Las Vegas New Project Planning
Bally's also announced the development plan for a plot on Las Vegas Boulevard, adjacent to the under-construction MLB stadium for the Oakland Athletics. The project plan includes two hotel towers totaling 3,000 rooms, a casino, a 2,500-seat entertainment venue, and over 500,000 square feet of retail and dining space.
The project covers 35 acres, with the stadium occupying 9 acres, allowing for up to 26 acres of development. The landowner GLPI rents it to Bally's for $10.5 million per year, and the company expects to start development in the first half of 2026, although specific cost estimates have not been disclosed.
Company Financial Status and Business Layout
Bally's currently has projects in various development stages in multiple U.S. cities. The $1.7 billion casino project in Chicago has been delayed several times and must open by September 2026; the New York project, if approved, will cost $4 billion; the cost of the Las Vegas project has not yet been announced.
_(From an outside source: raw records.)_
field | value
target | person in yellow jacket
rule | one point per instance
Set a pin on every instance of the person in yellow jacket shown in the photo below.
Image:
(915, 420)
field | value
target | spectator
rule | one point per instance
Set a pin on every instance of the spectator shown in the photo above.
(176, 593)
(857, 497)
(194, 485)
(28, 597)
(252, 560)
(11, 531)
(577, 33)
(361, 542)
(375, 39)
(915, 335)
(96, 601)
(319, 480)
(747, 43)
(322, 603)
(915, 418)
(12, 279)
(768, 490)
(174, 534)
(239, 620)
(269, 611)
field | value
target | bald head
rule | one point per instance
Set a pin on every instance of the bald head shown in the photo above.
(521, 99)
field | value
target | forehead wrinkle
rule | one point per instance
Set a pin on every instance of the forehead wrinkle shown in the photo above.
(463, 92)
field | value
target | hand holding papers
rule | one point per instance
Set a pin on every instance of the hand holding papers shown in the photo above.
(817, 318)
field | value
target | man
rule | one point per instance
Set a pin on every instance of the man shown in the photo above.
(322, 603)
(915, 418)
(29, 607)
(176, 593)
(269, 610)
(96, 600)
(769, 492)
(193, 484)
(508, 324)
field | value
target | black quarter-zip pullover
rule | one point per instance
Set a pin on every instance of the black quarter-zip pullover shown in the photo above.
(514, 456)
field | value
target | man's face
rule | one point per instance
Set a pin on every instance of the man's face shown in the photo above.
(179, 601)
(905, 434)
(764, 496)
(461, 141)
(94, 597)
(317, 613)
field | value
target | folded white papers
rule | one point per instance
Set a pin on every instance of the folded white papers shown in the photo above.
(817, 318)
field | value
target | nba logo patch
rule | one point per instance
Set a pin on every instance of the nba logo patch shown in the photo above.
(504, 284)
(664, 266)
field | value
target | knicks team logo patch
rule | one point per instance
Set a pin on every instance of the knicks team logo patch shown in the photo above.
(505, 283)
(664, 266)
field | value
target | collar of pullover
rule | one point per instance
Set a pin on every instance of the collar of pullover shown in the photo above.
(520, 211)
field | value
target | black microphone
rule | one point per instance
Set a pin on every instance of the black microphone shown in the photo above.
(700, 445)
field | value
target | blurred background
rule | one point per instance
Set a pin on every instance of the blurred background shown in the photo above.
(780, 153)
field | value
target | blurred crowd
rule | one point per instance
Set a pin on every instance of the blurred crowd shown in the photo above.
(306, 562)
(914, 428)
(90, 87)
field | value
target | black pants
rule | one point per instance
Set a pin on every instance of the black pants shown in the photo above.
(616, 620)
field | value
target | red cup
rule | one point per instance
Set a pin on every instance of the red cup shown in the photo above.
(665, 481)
The company's second-quarter report shows $174 million in cash and $3.5 billion in total debt. Recently, it obtained $1.79 billion in cash by selling its international digital business to repay debt, and supplemented liquidity by selling and leasing back a Rhode Island casino for $735 million.
International Investments and Regulatory Challenges
In addition to its U.S. operations, Bally's has made significant investments in Australia's Star Entertainment Group. The group is facing anti-money laundering fines from Australian authorities, and its flagship Sydney casino's license has been revoked for several years, with the revocation period recently extended by another six months.
These international investments increase the company's regulatory complexity, requiring compliance with legal requirements across different jurisdictions.